To make my life easier, everything I do is scheduled. The calls I take are scheduled. The dinner dates I attend are scheduled. My Tweets (personal and business) are scheduled. This blog post? Probably scheduled. Besides just writing things down, I also find it very useful to utilize both of my work calendars (for my side hustle, I use Google) so I get notifications, easily send meeting invites, and can have a visual representation of what my weeks look like.
Stop Watching TV
There's a lot of bad things you can say about people of my generation, but one thing I'm proud of is that unlike our parents, most of us don't plan our evenings around a television set. Since moving out of my mother's house at 18 I haven't had cable, so this step was easy for me, but it's not impossible for anyone.
I do still occasionally watch some mind-numbing reality TV show, but it's usually used as some form of therapy after a really rough day, or I'll put it on in the background as I'm doing a simple task like scheduling social media posts or creating invoices. I never sit in front of the tube with no other task unless I'm dealing with something serious. But it's not just television that's a problem.
We spend so many hours each day doing pointless activities. It's not to say that everything you do in life has to be productive, but if you want to be good at both your day job and your side gig, you kind of need to think that way. Find hobbies that multitask: for me, it's my blog and YouTube channel. Although they're fun, frilly hobbies, I also get to practice my video production skills, keep up to date on the latest trends in social media, and build my professional network.
Be Honest & Respectful
Be honest with people. Your clients, your employer, your family, and your friends... Setting realistic expectations for everyone will ensure that no one's disappointed when you can't make that Friday night movie because you have a project due or when you can't join your co-workers for lunch because you agreed to take a quick call.

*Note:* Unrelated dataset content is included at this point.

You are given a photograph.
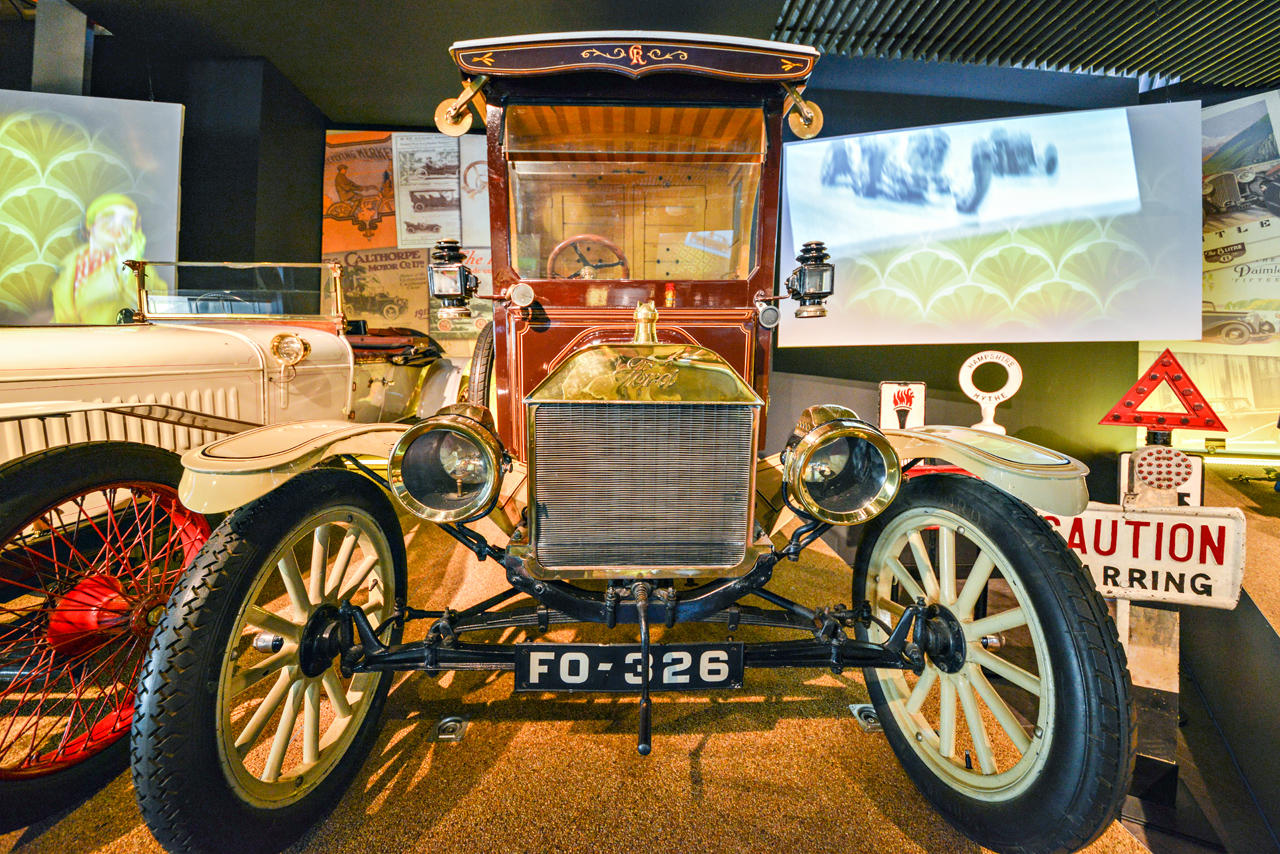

...But being straightforward about your schedule isn't enough. You should also understand that when you're at work, you're being paid to do a job. Very rarely, if ever, should your side hustle and your day job cross paths. And the concept of work life balance shouldn't disappear just because you're taking on extra work, either.
That means: Don't work on client projects when you're on the clock at your office. Don't come into your 9-5 with wrinkled clothes and sleep in your eyes because you were up till 2 the night before. Don't ignore your friends or your partner. Call your mother. And take care of yourself, too.
When you're a freelancer or small business owner, DIY is everything. I built my own website, I manage my own social media, I set my own appointments... you get it. But there are only so many hours in the day, and it's important to ensure you're doing the jobs that are most important and the best use of your time.
I'm not a graphic designer. I'm not a great photographer. I don't like selling, and spreadsheets are a waste of time when you're running a business. But I have tons of friends are great at those things, and if I don't, there are plenty of resources to find help. Once I discovered the art of hiring on Fiverr, my life was totally changed.
Do It With Love
Sure, a side hustle is work... But it should be fun, too. One of the major advantages of working for yourself is the sheer amount of choices you're allotted: from who you work with and how often you work, to how much you're paid and when. When your side gig starts to disrupt things like your day job, your family time, or your mental and physical health, it's probably time to reconsider your lifestyle (or at least scale back a bit.)
Yes, my side hustle is a big part of who I am - It's a big part of my long-term career goals, a big part of my income, and a big part of how I spend my free time. But the moment it stops being fun is the moment I stop doing it.
How do you manage to juggle your multiple roles?